Negli ultimi giorni una calma precaria, sotto stretta sorveglianza, è scesa sul piccolo regno. Tuttavia le lunghe code fuori dai supermercati, per rifornirsi di cibo, e le stazioni di servizio a corto di carburante tradiscono l’apparente ritorno alla normalità. L’Alto commissario dell’Onu per i diritti umani (Unhchr) teme «ulteriori disordini» e chiede tanto un utilizzo parsimonioso delle misure di contenimento dell’ordine pubblico, dopo il giro di vite della scorsa settimana, quanto il ripristino di internet.

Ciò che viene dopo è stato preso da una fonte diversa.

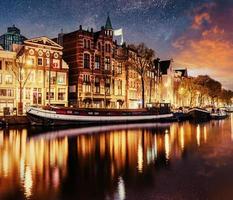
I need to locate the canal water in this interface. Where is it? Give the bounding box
[0,115,233,200]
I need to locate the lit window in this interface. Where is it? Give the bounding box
[46,88,55,100]
[57,72,66,84]
[53,59,60,68]
[58,88,66,100]
[25,88,31,99]
[5,74,13,84]
[37,58,43,66]
[84,53,90,68]
[95,56,100,69]
[45,58,50,67]
[104,57,111,70]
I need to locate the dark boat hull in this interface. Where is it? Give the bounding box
[188,108,211,121]
[27,108,175,126]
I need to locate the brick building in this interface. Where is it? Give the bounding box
[57,17,131,108]
[12,37,69,112]
[54,17,162,108]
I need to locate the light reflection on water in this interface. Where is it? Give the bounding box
[0,117,233,199]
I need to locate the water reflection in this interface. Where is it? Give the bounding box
[0,115,233,200]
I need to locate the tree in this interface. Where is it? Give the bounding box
[9,48,33,115]
[129,43,155,108]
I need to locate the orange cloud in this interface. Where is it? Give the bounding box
[172,4,233,89]
[192,12,211,29]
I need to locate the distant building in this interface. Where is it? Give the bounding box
[156,60,174,104]
[0,25,27,51]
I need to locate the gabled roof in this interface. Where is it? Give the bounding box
[105,15,112,30]
[159,60,171,75]
[175,69,188,77]
[24,36,63,50]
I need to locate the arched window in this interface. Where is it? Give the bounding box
[84,53,90,68]
[83,39,87,48]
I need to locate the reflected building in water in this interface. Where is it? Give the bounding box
[0,116,232,199]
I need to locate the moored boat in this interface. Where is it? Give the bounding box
[27,104,174,125]
[187,108,211,121]
[210,109,228,119]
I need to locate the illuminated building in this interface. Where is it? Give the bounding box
[54,17,144,108]
[0,49,16,112]
[11,37,69,108]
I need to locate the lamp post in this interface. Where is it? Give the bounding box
[16,57,33,115]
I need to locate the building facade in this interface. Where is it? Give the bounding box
[0,50,17,114]
[11,37,69,112]
[58,18,123,108]
[0,25,27,51]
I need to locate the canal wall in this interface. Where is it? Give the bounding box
[0,115,30,126]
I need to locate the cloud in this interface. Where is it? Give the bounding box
[172,3,233,89]
[192,12,211,29]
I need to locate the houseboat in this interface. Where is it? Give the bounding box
[27,103,174,125]
[187,108,211,121]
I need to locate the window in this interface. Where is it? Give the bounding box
[5,74,13,84]
[117,63,122,74]
[36,70,44,83]
[29,70,35,82]
[95,77,100,84]
[45,58,50,67]
[98,42,101,51]
[83,74,90,83]
[58,88,66,100]
[6,61,13,70]
[83,84,91,93]
[46,88,55,100]
[95,56,100,69]
[57,72,66,85]
[95,85,100,94]
[105,44,111,53]
[6,89,14,97]
[46,71,56,85]
[26,56,35,66]
[106,78,110,85]
[104,57,111,70]
[0,89,14,97]
[84,53,90,68]
[33,88,42,104]
[83,39,87,48]
[53,59,60,68]
[105,87,110,94]
[117,80,122,95]
[37,58,43,66]
[25,88,31,99]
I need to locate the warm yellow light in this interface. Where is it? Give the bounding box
[26,59,33,66]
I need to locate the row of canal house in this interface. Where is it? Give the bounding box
[0,17,185,111]
[54,17,180,108]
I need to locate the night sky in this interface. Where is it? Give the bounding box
[0,0,233,89]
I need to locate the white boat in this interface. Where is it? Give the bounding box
[187,108,210,121]
[27,104,174,125]
[210,109,228,119]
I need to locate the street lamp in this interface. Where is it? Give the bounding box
[15,57,33,115]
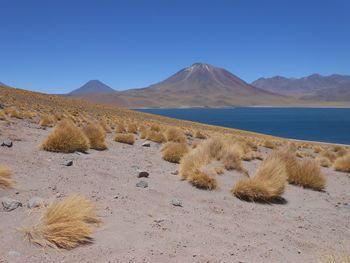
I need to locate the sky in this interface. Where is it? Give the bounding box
[0,0,350,93]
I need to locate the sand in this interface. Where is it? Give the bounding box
[0,120,350,263]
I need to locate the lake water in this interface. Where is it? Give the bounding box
[138,108,350,144]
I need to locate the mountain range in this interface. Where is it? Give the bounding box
[68,63,304,108]
[252,74,350,102]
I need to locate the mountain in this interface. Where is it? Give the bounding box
[71,63,306,108]
[252,74,350,102]
[68,80,116,97]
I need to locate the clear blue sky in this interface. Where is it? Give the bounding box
[0,0,350,93]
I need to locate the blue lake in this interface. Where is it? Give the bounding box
[137,108,350,144]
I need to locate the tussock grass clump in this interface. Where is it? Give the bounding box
[161,142,188,163]
[39,115,55,127]
[24,195,101,249]
[115,123,126,133]
[334,153,350,173]
[41,120,90,153]
[114,133,135,145]
[0,165,16,188]
[0,110,6,121]
[164,128,186,143]
[187,169,218,190]
[126,123,137,134]
[194,130,207,139]
[83,123,107,151]
[276,151,326,191]
[231,154,287,202]
[146,130,166,143]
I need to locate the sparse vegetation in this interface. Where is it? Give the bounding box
[334,153,350,173]
[41,120,90,153]
[232,154,287,202]
[24,195,101,249]
[114,133,135,145]
[83,123,107,151]
[162,142,188,163]
[0,165,15,188]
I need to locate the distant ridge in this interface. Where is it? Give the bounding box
[68,80,116,97]
[252,74,350,102]
[67,63,304,108]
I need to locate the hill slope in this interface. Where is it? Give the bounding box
[252,74,350,102]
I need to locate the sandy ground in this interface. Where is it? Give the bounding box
[0,121,350,263]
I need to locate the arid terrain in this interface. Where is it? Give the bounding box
[0,87,350,262]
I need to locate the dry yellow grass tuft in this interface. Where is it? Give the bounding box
[276,151,326,191]
[24,195,101,249]
[0,165,16,188]
[164,127,186,143]
[41,120,90,153]
[39,115,55,127]
[187,169,217,190]
[231,154,287,202]
[334,153,350,173]
[146,130,166,143]
[194,130,207,139]
[114,133,135,145]
[161,142,188,163]
[83,123,107,151]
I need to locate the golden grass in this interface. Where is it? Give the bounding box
[39,115,55,127]
[161,142,189,163]
[114,133,135,145]
[334,153,350,173]
[164,127,186,143]
[276,151,326,191]
[146,130,166,143]
[0,165,16,188]
[187,169,217,190]
[83,123,107,151]
[24,195,101,249]
[194,130,207,139]
[231,154,287,202]
[41,120,90,153]
[126,123,137,134]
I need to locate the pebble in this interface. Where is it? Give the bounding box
[171,198,182,207]
[1,140,13,148]
[2,197,22,212]
[27,196,44,209]
[136,181,148,188]
[141,141,151,147]
[137,170,149,178]
[8,250,21,257]
[62,160,73,166]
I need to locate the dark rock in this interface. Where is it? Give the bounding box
[171,198,182,207]
[27,196,44,209]
[2,197,22,212]
[136,181,148,188]
[62,160,73,166]
[1,140,13,148]
[137,170,149,178]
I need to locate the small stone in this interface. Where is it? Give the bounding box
[137,170,149,178]
[62,160,73,166]
[1,140,13,148]
[27,196,44,209]
[136,181,148,188]
[141,141,151,147]
[154,218,165,224]
[2,197,22,212]
[171,198,182,207]
[8,250,21,257]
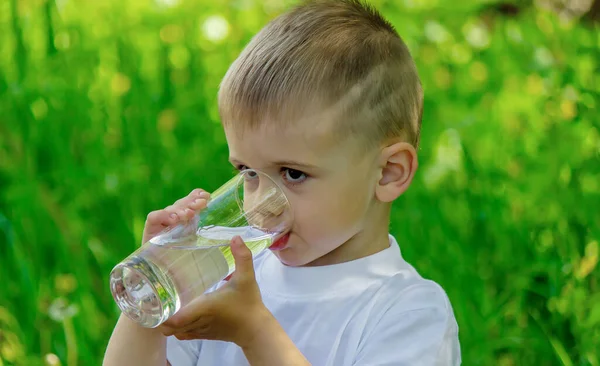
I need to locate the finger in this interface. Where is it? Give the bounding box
[172,188,210,207]
[164,205,195,222]
[231,236,254,278]
[188,197,208,211]
[146,210,176,226]
[159,295,215,336]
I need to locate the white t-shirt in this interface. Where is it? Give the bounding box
[167,235,461,366]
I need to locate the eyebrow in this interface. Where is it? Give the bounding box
[229,158,318,169]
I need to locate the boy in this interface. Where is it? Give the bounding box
[104,0,460,366]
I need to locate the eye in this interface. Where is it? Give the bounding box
[281,168,308,184]
[235,165,258,180]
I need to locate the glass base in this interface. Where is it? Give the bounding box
[110,257,180,328]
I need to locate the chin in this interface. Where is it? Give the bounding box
[274,252,305,267]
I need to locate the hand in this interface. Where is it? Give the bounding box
[159,236,272,348]
[142,188,210,244]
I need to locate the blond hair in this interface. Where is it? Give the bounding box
[219,0,423,147]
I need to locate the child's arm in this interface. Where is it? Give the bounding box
[239,311,310,366]
[102,315,167,366]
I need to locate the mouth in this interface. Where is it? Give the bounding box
[269,233,290,250]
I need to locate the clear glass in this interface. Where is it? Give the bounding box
[110,169,292,328]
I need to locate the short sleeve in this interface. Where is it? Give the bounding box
[167,336,201,366]
[354,289,461,366]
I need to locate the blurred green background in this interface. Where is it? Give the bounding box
[0,0,600,366]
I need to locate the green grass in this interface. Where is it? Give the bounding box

L’Unhchr, inoltre, ricorda alle autorità che «le manifestazioni pacifiche sono protette dalla legge internazionale sui diritti umani, compreso l’articolo 21 del Patto internazionale sui diritti civili e politici, di cui il Paese è parte. Alla luce degli ultimi avvenimenti è stata unanime la condanna della comunità internazionale, che chiede un «dialogo inclusivo» fra tutte le parti e, soprattutto, «moderazione». Le Nazioni Unite e l’Unione africana hanno denunciato «l’uso sproporzionato della forza», chiedendo al governo locale di indagare tempestivamente in modo «trasparente, efficace e indipendente su tutte le violazioni dei diritti umani» nel contesto delle manifestazioni.

Intanto una missione d’inchiesta è stata inviata domenica scorsa dalla Comunità per lo sviluppo dell’Africa australe (Sadc). I rappresentanti dell’organizzazione regionale hanno già incontrato funzionari del governo, religiosi e membri della società civile.

I prossimi giorni saranno cruciali, per intraprendere azioni che portino a una soluzione duratura e sostenibile al latente stallo politico dell’eSwatini. Una sfida tutta da giocare per un popolo che guarda al futuro e chiede libertà di espressione, riforme democratiche e sviluppo.